An easy one. “If you can forgive me. I screwed up twenty years ago. Should’ve told you Becky and I were through.”

“Done.” Her rosy lips curved slightly. “Second question: Would you go with me to the reunion? As my date?”

Hold the fuck on. That wasn’t a challenge. Wasn’t another hit to Karl’s stupid heart.

It was . . . an invitation?

“Unless you’ve changed dramatically in the past two decades, I know you’d rather eat your apron than attend a social event,”

she added. “But like I said, I lost a bet to—”

“Was already going.” Which weren’t the right words, but at least they were something.

“Sure you were.” She huffed out a laugh, then abruptly sobered. “Wait. Do you have a date lined up? If so, no problem. I can

just—”

“No date. Except you now.” Awkwardly, he adjusted the brim of his cap. “Remember Janel Altman?”

“As a matter of fact, I ran into her Tuesday night.” Molly’s smile had returned, and it rounded her rosy cheeks. Jesus, why

was she so fucking pretty? “She’s organizing the reunion, right?”

“Right.” He heaved a heartfelt sigh. “Few weeks back, I put in a bid to cater her tenth anniversary party. Already have as

much work as I can handle, but I’ve got employees looking for extra hours.” Johnathan, mostly. If the kid didn’t find more

money soon, he’d have to drop out of college. “Janel, that diabolical busybody mastermind, agreed to hire us—but only if I

came to the reunion.”

You need to get out more, Karl, she’d informed him, patting him on the arm like he was a senile goddamn grandpa. You have a whole community of people waiting to be your friend, if you’d just let them.
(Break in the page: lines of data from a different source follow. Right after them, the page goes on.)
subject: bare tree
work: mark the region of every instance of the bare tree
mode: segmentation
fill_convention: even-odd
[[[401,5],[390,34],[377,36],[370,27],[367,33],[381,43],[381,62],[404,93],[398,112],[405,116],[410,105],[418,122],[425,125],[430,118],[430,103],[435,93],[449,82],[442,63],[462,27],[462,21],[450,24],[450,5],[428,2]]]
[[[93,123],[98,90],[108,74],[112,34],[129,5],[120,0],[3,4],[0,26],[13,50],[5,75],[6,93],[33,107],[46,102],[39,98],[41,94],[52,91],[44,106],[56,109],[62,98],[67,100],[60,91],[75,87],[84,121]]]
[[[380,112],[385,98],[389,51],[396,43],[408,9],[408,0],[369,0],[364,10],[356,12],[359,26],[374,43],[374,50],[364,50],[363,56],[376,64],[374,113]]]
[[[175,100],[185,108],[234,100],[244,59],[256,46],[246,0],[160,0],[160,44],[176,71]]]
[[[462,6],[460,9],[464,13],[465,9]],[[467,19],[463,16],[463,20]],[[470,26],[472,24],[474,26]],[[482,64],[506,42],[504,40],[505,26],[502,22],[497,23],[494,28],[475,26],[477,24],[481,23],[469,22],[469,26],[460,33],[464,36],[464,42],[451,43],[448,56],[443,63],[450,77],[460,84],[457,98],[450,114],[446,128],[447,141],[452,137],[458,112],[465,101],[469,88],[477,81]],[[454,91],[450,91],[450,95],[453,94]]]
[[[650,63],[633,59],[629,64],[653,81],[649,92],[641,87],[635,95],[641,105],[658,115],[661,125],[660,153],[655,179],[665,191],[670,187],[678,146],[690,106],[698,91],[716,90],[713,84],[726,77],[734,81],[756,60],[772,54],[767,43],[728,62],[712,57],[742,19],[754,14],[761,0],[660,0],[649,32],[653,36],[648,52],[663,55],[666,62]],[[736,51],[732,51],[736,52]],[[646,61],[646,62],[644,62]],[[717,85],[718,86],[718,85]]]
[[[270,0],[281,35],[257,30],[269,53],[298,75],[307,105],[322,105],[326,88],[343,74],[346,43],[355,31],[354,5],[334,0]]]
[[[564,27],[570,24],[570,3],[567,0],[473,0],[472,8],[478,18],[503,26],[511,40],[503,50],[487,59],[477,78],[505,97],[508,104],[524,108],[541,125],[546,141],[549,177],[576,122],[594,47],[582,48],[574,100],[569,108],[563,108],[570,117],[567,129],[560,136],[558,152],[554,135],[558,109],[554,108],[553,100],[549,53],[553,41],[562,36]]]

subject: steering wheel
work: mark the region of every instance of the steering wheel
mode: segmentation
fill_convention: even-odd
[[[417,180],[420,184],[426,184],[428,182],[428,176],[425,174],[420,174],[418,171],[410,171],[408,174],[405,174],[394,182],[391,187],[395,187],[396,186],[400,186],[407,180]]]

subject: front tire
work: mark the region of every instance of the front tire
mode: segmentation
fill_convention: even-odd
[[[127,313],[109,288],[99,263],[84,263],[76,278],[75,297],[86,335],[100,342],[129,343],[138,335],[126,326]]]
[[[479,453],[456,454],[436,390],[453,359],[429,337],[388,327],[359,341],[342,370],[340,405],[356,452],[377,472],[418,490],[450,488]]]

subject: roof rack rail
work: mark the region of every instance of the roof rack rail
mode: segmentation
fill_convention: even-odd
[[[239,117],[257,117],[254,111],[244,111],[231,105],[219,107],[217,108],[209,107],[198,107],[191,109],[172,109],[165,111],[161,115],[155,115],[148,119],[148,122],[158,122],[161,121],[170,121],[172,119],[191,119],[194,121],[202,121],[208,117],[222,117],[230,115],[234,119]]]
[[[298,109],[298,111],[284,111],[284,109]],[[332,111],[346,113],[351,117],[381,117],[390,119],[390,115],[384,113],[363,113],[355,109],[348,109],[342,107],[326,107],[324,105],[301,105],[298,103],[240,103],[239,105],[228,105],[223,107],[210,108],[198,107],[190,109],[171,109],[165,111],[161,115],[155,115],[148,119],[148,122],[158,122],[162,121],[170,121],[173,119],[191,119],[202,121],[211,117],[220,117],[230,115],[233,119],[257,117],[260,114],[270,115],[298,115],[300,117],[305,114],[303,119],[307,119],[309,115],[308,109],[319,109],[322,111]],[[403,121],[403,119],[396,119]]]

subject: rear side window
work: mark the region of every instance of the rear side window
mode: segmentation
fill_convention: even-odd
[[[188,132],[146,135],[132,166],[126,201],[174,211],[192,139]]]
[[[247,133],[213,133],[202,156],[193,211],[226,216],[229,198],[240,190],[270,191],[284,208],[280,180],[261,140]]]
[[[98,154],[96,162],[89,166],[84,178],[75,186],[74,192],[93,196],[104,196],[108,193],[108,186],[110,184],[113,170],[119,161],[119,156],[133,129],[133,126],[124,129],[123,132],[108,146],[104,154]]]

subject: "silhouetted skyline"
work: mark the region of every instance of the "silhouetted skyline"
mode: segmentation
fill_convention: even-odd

Sounded like a nightmare to him. Between work and family, he was busy enough as it was, thank you very much. And he had friends, as that bizarro obit had showed him. Matthew. Athena. Bez. Johnathan. Even all those harpies in their weird-ass

erotic-romance-reading book club.

Bethany in particular was sweet. Fifty-something. Quiet. Fluttery. Very enthusiastic about his muffins—and also gargoyle dicks,

for some fucking reason.

He wished to Christ he didn’t know that, but here he was. Knowing that.

“So you agreed to go for the sake of your staff,” Molly summed up.

That blue gaze lingered on him like a stroke of her palm. Soft. Warm.

Her stance had relaxed. She was leaning her round ass against the nearest countertop now, arms loose at her sides. Smiling

at him, beautiful as a fucking painting.

Every time he looked at her, he had to catch his damn breath. Same as always.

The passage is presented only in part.